Remind yourself that you cannot control other people
Pretend you are television’s Mr. Rogers if you need a behavioral model. Acknowledge the other person’s feelings without passing judgment on them. Even if you don’t feel it, try to look calm and self-assured. Restaurants often train servers to crouch down to the level of the customer to help build rapport. Encourage the person to be seated, but if he/she needs to stand, you can stand up, too. Remember, we can’t approach others as if they are like us, even Twelve-step program though there is a natural inclination to do so.
Try anxiety-management techniques during conflict
Conflicts are uncomfortable, but learning how to move through this discomfort is a powerful skill that can improve your self-esteem, mental health, and relationships. If you feel overwhelmed by your fear of conflict, professional support can make a profound difference in strengthening your well-being. It’s important to remember that seeking professional help is not a sign of weakness, but a courageous step towards personal growth. Therapists and counselors can provide invaluable support and guidance in navigating the challenges of overcoming conflict avoidance. After all, two people can’t be expected to agree on everything, all the time.
In its simplest terms, conflict is a disagreement between two or more people. It can be about facts or feelings, a point of view or values – just about anything that people might disagree on. After all, conflict tends to be messy and difficult and, sometimes, even hurtful.
Maybe your stomach churns, your chest tightens, or your mind races when something needs to be said, and it feels too risky to say. While constant fighting is definitely not healthy, a relationship without any conflict might seem too good to be true. If you notice little improvements in your conflict management journey with your partner, please go Alcoholics Anonymous ahead and celebrate. If you’re in the midst of an argument and things get too heated, ask your partner if you can take a break and resume the conversation at a later time. Increasing your self-esteem by focusing on your strengths, practicing positive self-affirmations, and taking time for self-care can make you more confident about approaching conflict.

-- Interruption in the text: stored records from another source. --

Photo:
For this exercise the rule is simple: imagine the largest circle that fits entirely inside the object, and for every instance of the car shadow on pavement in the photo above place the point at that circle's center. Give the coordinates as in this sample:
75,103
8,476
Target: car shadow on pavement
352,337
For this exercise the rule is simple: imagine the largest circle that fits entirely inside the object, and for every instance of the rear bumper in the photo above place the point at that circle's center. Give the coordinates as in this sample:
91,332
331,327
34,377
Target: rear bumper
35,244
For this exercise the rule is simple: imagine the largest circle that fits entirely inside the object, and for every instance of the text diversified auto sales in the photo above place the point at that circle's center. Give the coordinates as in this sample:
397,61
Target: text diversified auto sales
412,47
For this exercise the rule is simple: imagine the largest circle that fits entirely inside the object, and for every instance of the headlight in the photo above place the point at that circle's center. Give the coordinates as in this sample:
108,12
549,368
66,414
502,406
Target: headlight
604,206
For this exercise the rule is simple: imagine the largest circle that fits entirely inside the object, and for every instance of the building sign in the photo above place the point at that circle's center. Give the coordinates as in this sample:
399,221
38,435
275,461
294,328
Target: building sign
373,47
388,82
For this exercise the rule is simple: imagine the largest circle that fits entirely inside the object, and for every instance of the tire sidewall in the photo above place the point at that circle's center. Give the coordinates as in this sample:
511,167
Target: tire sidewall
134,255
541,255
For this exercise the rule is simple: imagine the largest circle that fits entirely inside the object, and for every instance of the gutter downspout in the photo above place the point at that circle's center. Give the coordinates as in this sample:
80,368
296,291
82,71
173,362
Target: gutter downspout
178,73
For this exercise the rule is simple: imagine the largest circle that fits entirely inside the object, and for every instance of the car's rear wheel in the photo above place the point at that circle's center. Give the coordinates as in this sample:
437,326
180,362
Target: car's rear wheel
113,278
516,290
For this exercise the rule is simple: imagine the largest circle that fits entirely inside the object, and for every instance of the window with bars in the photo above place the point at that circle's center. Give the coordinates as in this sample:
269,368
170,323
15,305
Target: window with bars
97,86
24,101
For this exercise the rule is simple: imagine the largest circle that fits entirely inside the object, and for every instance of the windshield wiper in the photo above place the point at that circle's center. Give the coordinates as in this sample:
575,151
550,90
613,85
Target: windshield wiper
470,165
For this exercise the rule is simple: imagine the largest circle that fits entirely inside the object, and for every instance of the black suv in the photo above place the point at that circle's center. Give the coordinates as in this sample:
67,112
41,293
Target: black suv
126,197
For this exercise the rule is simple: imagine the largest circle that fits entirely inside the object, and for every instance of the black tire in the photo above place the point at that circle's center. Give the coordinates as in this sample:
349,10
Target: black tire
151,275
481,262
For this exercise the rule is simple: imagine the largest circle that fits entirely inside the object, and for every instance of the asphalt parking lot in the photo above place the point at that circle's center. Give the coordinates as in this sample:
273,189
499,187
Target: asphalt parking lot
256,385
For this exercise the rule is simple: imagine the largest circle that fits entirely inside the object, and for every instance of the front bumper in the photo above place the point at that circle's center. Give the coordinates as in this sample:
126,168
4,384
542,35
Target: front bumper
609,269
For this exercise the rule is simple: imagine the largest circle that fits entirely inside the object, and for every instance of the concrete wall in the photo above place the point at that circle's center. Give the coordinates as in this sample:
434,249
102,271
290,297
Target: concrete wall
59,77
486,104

However, with the right strategies, you can navigate these differences in a way that strengthens your relationship rather than harms it. The strategies for overcoming conflict avoidance offer hope and practical tools for those ready to break free from avoidant patterns. From cognitive-behavioral techniques to assertiveness training and mindfulness practices, there are numerous paths to developing more constructive conflict management skills.
When coming up with a plan of action, all parties must learn to compromise. You must put aside your differences and prioritize the solution. Therefore, it’s essential to realize that your point of view may not be accepted entirely or at all. Now that everyone has given their point of view, all parties need to agree to find a solution. This will only occur when people work together to resolve the problem at hand. The best way to deal with conflict is to face it and face the problem.
How do you handle conflict at work?
It can be challenging to communicate with someone who avoids conflict. Approaching conversations in a gentle and empathetic way may be helpful. Couples or family therapy could be beneficial if it seems impossible to effectively communicate on your own. While setting boundaries can be challenging for a person who tends to be conflict-avoidant, it is possible to do so by starting small. For example, at first, you might practice saying “no” to tasks you don’t want to do or aren’t able to do in small, low-stakes ways or with people you know will be receptive. Over time, you may develop the habit of engaging in these practices more frequently.